Sorry…it’s been a while since my last confession. I’m not sure if I like making excuses, have crappy luck or am just not disciplined enough. Life knows how to throw me some curveballs and then I just strike out. I seriously fail every time there is a choice between me and something else. The first excuse on the list is after a very long time in one house we decided to relocate to another house. This moving process has been going on for about two weeks. There is just too much junk and not enough time. Why is there no time? Well my work life sucks…a lot. We are down at least seven people. I had this glorious plan that in March I would be focusing on one job, leave work at a decent time and get healthy. Then everything was turned upside down. Now I’m working at least 12 hour days and am unable to keep a consistent gym schedule. Tomorrow is my monthly weigh in and I’m pretty sure I didn’t meet the goal. It all just sucks. I want to be awesome for my team but I’m worried about my health. How can I make this work? I feel like I have to cover as much as I can at work so more people don’t leave. I know that’s crazy but I’m not sure what else to do. So…I’m further down the priority list again. Same problem but just a different year. I just need to come up with a plan of attack. Until then I will squeeze in gym time whenever I can and try to make it all work. 😬
I’ve avoided mirrors for years. Why stand and stare at myself if I’m not happy with what I see? The gym is surrounded with mirrors and that was a huge struggle for me when I first started going. The trainer wanted me to look at myself so I could see my form and movements. I would look at her instead. Once in a while I would look at myself. Conversations with myself slowly started to happen. This is all part of my journey. I may not be happy with what I see but I’m working on it. In the beginning I would pick myself apart. There was a list of flaws. Now it’s just me becoming a better version on myself. Let’s not get crazy. I’m not going to going to stare at myself for hours or stop every time I see my reflection.
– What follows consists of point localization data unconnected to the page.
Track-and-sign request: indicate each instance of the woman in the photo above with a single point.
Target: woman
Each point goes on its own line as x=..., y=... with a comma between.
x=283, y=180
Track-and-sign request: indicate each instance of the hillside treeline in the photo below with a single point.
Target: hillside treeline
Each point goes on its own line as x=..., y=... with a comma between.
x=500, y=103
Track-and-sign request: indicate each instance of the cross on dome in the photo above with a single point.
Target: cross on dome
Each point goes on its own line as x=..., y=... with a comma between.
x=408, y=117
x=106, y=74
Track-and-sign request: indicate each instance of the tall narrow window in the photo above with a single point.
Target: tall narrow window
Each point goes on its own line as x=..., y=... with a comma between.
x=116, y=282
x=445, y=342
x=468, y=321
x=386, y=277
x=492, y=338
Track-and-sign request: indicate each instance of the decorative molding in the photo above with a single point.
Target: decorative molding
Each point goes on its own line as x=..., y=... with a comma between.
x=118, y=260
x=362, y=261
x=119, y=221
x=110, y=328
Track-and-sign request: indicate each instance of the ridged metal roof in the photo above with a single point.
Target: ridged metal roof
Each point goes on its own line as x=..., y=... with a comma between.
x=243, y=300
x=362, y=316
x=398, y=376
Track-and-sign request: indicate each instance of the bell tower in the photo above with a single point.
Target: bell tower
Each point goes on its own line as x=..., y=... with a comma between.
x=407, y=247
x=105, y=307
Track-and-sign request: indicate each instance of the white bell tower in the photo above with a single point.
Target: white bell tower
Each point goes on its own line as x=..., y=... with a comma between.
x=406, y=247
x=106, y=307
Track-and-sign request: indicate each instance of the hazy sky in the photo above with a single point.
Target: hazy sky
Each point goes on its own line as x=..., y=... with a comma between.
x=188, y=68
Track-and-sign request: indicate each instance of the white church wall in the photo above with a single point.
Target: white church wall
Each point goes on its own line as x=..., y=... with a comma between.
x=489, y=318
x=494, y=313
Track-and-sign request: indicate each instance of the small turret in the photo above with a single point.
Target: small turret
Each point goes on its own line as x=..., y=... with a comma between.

I’m just not running from it anymore. Learning to love myself is a process. At some point I had to realize I am who I am. My double chin isn’t going to disappear overnight. My eyes are my eyes. My nose is my nose. My body is my body. All of these things are just what people see and don’t determine who I am at my core. I happen to like myself. I’m honest, caring and pretty funny at times. That to me is more important than what I can see with my eyes. My physical appearance will change more and more thru the years. This winning personality though…it will be constant. 😉
I’ve tried to avoid meal prepping for the longest. People swear by it but I do not get excited about leftovers. Needless to say I know my eating habits are more than likely the main reason I haven’t lost as much as I probably should have at this point. Meal prepping provides me with a plan and as long as I am disciplined it should work. I didn’t want to get too crazy with the meals. After all I suck at cooking and I didn’t want to prepare a bunch of food that I would end up throwing away. So…I made turkey chili and baked chicken. My game plan was to have turkey chili three days and baked chicken, rice and green beans for two days. I even purchased snacks so I could attempt to eat something every 4-6 hours. The first strike occurred when I didn’t make enough rice for both meals. I ended up with chili and rice for one meal and baked chicken and lots of green beans for the second meal. The second strike came when I realized I sucked at eating 4-6 times a day. It’s actually really hard if you aren’t used to it. Once I can develop a routine then I will probably set alarms to help me with this. Meetings, work and not having a consistent workout schedule threw me off this week. Strike three…chili with lots of beans may not be the best food to consume multiple times a week while trying to workout. It brought a whole new meaning to bubble guts. 😬I’m sure I made tons of new friends at the gym. There were some positives with meal prepping as well. I didn’t stress about cooking or wondering what I was eating every day and night. It was actually nice to stay at the office and get some work accomplished instead of going out to eat. Oh and I’m sure I saved money by not eating out every day. I will be honest and say I did make my way to Starbucks twice. I love their oatmeal and I had to have the pumpkin spice latte before it’s gone. All in all I would say there were more positives than negatives with it. I definitely plan to do it again but will avoid turkey chili for the next round. I will prep again on Sunday and will weigh in again on Wednesday. I’m curious and nervous to see what the scale will show. Wish me luck!